In September 1997, the company purchased WINsales, Inc., a sales force automation software company that was based in Seattle, Washington, U.S. The acquisition provided the company with a foothold in the rapidly expanding customer relationship management market and followed the opening of new Magic Solutions offices in Chicago, U.S.; San Jose, U.S.; Toronto, Ontario, Canada; London, U.K.; Frankfurt, Germany; Munich, Germany; Amsterdam, Netherlands; and Brussels, Belgium. Lichtman added Florence Schlanger as the VP of Client Services and Jon Von Lintig as chief financial officer (CFO). The previous year, Lichtman had hired an ex-Israeli Army friend Efim Gendler as an additional programmer to begin work on a proprietary search engine. Named for its searching style, "Statistical Information Retrieval (SIR)" was similar to early Internet search engines and the technology was eventually licensed to Microsoft for use with its CD-based TechNet knowledge base. Magic Solutions also signed other cross-licensing deals, such as a cross-licensing agreement with Intel to embed its Wake-on-LAN (WOL) and inventory discovery tools; a deal to embed Ziff Davis' "Support On Site" content into what became the "SupportMagic Platform"; and an agreement that utilized ServiceWare's "Knowledge-Paks" to form "RightAnswers, Inc."

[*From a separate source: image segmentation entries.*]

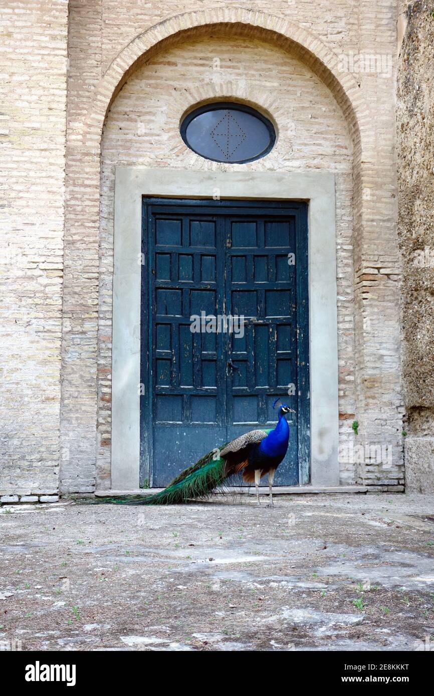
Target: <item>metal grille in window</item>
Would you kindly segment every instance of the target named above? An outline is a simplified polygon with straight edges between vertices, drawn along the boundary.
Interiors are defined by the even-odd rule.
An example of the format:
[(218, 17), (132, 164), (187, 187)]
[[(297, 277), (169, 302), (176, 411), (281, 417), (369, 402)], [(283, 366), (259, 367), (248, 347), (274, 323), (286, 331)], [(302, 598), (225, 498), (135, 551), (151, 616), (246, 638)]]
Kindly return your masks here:
[(181, 136), (201, 157), (233, 164), (263, 157), (276, 140), (272, 124), (262, 113), (228, 102), (194, 109), (183, 121)]

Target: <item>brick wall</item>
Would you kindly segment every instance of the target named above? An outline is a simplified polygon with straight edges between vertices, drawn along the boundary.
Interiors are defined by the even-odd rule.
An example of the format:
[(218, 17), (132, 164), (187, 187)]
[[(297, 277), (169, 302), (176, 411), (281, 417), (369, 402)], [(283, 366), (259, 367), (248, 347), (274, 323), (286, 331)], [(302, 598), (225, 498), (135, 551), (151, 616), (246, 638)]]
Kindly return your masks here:
[[(218, 57), (226, 90), (242, 97), (247, 88), (254, 102), (254, 90), (257, 103), (267, 101), (281, 125), (273, 152), (248, 166), (320, 168), (336, 175), (341, 443), (393, 450), (392, 467), (352, 457), (342, 466), (342, 480), (399, 489), (396, 0), (251, 0), (249, 9), (221, 0), (71, 0), (69, 19), (61, 0), (14, 0), (2, 7), (11, 136), (6, 235), (24, 260), (24, 268), (11, 265), (3, 275), (12, 276), (2, 344), (8, 370), (3, 487), (10, 489), (13, 480), (34, 481), (45, 492), (56, 486), (64, 165), (61, 488), (93, 491), (97, 461), (98, 484), (108, 485), (114, 166), (210, 166), (185, 150), (176, 118), (188, 100), (210, 96), (215, 79), (210, 58)], [(215, 17), (223, 24), (194, 28)], [(265, 24), (266, 31), (260, 28)], [(288, 26), (293, 40), (285, 38)], [(150, 47), (147, 65), (134, 64), (141, 41), (142, 53)], [(360, 54), (380, 62), (373, 70), (355, 70), (351, 56)], [(347, 63), (340, 70), (342, 54)], [(127, 79), (116, 97), (123, 73)], [(114, 97), (101, 145), (104, 113)], [(359, 423), (355, 437), (354, 420)]]
[(397, 89), (403, 391), (409, 490), (434, 491), (434, 17), (401, 3)]

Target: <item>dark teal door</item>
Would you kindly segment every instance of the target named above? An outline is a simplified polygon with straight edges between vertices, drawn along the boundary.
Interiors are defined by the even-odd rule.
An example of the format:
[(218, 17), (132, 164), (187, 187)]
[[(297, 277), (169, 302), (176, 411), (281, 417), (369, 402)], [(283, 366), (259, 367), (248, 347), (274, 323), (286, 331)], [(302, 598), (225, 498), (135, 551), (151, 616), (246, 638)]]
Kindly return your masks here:
[(276, 485), (309, 480), (304, 203), (144, 198), (141, 478), (291, 414)]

== International expansion==
While Pallatta focused on domestic sales, Magic Solutions' international sales were bolstered by its VP in the international arena Barbara Johnson who continued the company's expansion with European, Asian and Latin American distributors. By late-1997, these international accounts represented almost forty percent of Magic Solutions' sales. The company's overseas expansion included a key acquisition in 1996 of SupportMagic Benelux—managed by Cornelis Mudde and Guido Vervelde—Magic Solutions' largest distributor at the time. In late 1996, Magic Solutions released the Kanji version of SupportMagic, a product that was distributed in Japan by Transcosmos.

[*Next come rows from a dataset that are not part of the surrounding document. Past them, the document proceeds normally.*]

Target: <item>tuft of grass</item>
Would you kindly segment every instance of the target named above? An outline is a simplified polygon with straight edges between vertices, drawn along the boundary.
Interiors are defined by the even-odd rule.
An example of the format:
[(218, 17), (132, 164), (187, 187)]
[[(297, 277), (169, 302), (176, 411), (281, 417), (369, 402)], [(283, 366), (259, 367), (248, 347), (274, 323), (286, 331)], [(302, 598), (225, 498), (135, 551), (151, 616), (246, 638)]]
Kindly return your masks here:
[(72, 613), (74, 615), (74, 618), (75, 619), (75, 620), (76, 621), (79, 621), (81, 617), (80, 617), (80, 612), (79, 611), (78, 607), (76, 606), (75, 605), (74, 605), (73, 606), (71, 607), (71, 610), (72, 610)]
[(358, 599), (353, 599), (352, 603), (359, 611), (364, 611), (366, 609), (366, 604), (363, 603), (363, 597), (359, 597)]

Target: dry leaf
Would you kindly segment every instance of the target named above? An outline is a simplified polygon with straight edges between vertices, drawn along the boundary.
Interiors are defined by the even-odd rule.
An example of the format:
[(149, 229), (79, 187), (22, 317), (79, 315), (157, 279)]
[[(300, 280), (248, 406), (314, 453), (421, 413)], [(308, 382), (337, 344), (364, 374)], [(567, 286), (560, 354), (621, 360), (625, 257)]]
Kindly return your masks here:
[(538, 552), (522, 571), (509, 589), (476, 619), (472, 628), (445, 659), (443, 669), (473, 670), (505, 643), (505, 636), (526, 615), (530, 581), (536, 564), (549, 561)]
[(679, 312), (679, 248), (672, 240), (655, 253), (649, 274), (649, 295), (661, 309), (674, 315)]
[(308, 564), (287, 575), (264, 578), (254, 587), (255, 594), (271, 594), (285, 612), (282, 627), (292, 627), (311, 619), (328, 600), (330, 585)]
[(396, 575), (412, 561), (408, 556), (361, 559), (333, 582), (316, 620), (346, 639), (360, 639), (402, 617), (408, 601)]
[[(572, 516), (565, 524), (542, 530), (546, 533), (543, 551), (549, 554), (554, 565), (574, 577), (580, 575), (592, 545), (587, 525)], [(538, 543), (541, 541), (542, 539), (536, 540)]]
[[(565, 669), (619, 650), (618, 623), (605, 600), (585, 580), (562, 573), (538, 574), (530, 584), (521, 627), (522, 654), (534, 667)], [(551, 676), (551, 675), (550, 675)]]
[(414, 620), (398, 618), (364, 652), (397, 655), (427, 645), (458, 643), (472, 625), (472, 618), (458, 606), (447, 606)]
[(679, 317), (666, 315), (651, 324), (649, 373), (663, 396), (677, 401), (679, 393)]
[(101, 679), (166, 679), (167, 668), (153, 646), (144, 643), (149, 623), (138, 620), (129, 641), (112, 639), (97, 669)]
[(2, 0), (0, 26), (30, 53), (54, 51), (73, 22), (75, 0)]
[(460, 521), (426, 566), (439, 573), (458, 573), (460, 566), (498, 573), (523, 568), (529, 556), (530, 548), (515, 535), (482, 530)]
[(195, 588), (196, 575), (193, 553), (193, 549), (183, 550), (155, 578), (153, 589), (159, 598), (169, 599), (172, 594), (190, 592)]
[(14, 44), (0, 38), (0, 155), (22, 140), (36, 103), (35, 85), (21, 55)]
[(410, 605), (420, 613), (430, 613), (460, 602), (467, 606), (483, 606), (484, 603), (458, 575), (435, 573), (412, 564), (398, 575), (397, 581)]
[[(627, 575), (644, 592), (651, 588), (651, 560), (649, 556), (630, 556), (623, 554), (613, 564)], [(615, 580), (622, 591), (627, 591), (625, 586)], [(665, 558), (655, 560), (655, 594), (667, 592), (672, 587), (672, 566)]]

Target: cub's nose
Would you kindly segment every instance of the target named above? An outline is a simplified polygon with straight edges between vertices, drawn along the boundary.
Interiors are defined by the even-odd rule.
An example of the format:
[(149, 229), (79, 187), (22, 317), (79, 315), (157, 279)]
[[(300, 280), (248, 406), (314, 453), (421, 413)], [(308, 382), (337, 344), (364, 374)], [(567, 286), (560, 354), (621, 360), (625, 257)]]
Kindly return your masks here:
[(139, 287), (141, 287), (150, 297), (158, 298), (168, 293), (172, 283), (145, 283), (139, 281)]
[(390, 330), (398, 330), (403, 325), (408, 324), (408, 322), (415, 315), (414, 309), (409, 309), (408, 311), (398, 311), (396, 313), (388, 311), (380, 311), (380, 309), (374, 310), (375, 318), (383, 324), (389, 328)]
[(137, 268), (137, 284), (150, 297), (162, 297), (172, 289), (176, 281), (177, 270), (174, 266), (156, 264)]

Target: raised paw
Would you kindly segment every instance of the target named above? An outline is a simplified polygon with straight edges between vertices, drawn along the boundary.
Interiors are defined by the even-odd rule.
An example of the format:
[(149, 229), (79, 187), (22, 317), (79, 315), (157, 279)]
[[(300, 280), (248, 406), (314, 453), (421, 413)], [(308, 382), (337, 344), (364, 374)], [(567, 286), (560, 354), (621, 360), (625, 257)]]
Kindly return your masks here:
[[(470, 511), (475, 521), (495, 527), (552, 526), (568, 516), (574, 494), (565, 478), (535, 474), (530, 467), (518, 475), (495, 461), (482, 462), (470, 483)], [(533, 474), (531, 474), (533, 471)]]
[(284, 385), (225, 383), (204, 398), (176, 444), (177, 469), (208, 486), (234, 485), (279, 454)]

During the course of its growth, Magic Solutions avoided venture capital and retained its original management team.

==IPO==
By 1996, Magic Solutions was competing in a marketplace that was beginning to consolidate. The company faced competitors that were bundling help desk software with their other products, as McAfee did with its anti-virus product, and management was considering either an initial public offering (IPO) or venture capital to fuel further growth. Until this point in time Lichtman had maintained Magic Solutions' independence as a company, but he was forced to make choices about the company's future from a limited set of options.

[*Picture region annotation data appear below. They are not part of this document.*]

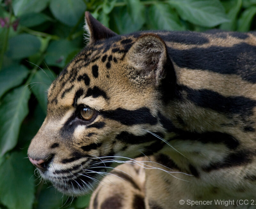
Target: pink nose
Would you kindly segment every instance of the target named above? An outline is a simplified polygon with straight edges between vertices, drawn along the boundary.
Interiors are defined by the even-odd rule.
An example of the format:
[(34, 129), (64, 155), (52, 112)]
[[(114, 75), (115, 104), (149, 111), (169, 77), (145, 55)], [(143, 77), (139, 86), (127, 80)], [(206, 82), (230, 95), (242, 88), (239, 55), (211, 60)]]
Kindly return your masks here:
[(45, 165), (44, 163), (45, 162), (44, 160), (34, 160), (29, 156), (28, 157), (28, 159), (29, 159), (29, 161), (36, 167), (40, 169), (42, 171), (45, 171)]

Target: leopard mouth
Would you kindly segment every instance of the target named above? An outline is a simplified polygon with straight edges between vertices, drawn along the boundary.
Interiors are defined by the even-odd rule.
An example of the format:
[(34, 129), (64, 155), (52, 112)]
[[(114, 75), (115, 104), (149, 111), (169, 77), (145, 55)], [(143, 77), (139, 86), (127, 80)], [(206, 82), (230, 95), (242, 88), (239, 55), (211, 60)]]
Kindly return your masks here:
[[(62, 169), (39, 170), (43, 178), (49, 181), (60, 192), (68, 195), (80, 195), (92, 192), (109, 171), (106, 163), (88, 166), (88, 162)], [(54, 167), (53, 166), (52, 167)]]

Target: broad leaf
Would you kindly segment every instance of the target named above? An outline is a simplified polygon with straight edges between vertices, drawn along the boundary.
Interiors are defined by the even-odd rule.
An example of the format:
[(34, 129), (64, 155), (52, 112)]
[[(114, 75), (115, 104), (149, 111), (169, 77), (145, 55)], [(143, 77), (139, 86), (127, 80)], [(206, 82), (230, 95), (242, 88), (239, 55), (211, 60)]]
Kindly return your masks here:
[(12, 149), (17, 143), (21, 122), (28, 113), (30, 92), (28, 86), (13, 90), (3, 98), (0, 106), (0, 155)]
[(47, 6), (49, 0), (13, 0), (12, 7), (17, 16), (27, 13), (39, 12)]
[(67, 40), (53, 41), (47, 49), (45, 61), (49, 65), (63, 68), (68, 54), (78, 49), (72, 42)]
[(85, 11), (86, 5), (83, 0), (51, 0), (50, 9), (57, 19), (72, 26)]
[(229, 21), (218, 0), (170, 0), (183, 19), (205, 27), (214, 27)]
[(243, 7), (249, 7), (253, 5), (256, 5), (256, 0), (243, 0)]
[(28, 70), (23, 65), (3, 68), (0, 71), (0, 98), (8, 90), (20, 84), (28, 74)]
[(25, 14), (20, 17), (20, 24), (27, 27), (33, 27), (52, 19), (42, 13)]
[(63, 196), (63, 194), (57, 191), (52, 187), (43, 190), (40, 193), (37, 209), (65, 208), (68, 205), (64, 205), (67, 198), (66, 196)]
[(31, 81), (32, 92), (45, 113), (47, 109), (47, 90), (56, 77), (56, 75), (51, 70), (42, 70), (37, 71)]
[(179, 17), (167, 4), (153, 4), (149, 8), (148, 23), (150, 27), (155, 30), (182, 30)]
[(141, 27), (145, 23), (145, 6), (140, 0), (126, 0), (128, 13), (134, 23), (139, 22)]
[(17, 147), (28, 147), (31, 140), (36, 134), (43, 124), (46, 114), (39, 104), (36, 105), (35, 110), (30, 110), (30, 114), (23, 120), (19, 134)]
[(237, 14), (240, 11), (242, 4), (242, 0), (232, 0), (227, 2), (227, 7), (232, 5), (228, 8), (228, 17), (230, 22), (222, 23), (220, 28), (226, 31), (234, 31), (236, 29)]
[(91, 198), (90, 195), (86, 195), (79, 197), (76, 200), (75, 204), (78, 208), (85, 208), (89, 206), (89, 202)]
[[(138, 19), (135, 22), (130, 17), (130, 15), (126, 7), (121, 8), (115, 8), (111, 13), (113, 16), (110, 18), (114, 19), (115, 25), (113, 28), (118, 33), (122, 34), (127, 33), (140, 30), (143, 23), (143, 19)], [(112, 19), (113, 18), (113, 19)]]
[(116, 0), (105, 0), (102, 4), (103, 12), (106, 14), (109, 14), (114, 8)]
[(26, 33), (20, 34), (10, 39), (9, 48), (6, 54), (13, 59), (24, 58), (39, 52), (41, 45), (36, 36)]
[(252, 6), (244, 10), (238, 20), (237, 30), (246, 32), (250, 30), (252, 18), (256, 14), (256, 6)]
[(9, 209), (32, 208), (33, 167), (21, 152), (8, 155), (0, 165), (0, 201)]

By 1997 Wall Street brokers were actively pursuing Magic Solutions for a public offering and Lichtman then employed the services of a well-known pre-IPO executive to preside over the preparation process. By this stage, Network Associates, Inc. (NYSE:NETA, now McAfee) had entered the help desk market through the 1995 acquisition of two small companies, Vycor and PHD Help Desk. Unsuccessful in its challenge against the two market leaders Magic Solutions and Remedy, Network Associates entered into acquisition discussions with Magic Solutions.

==Acquisition==
On March 25, 1998 Network Associates announced its plan to close a transaction whereby it would acquire Magic Solutions for approximately US$90 million for the purchase of in-process research and development. Network Associates then sold Magic Solutions' assets to BMC Software (NYSE:BMC) on December 15, 2003 for an approximate cash sum of US$47 million; the official date of the acquisition was February 2, 2004.

== Awards ==

- New Jersey Tech Council: Marketing Company of the Year – 1997
- Ernst & Young: Entrepreneur of the Year for Software Development in New Jersey (awarded to Igal Lichtman) – 1996
- United States Chamber of Commerce: Blue Chip Enterprise Company of the Year – 1995
- Deloitte and Touche: FAST 50 – 1995.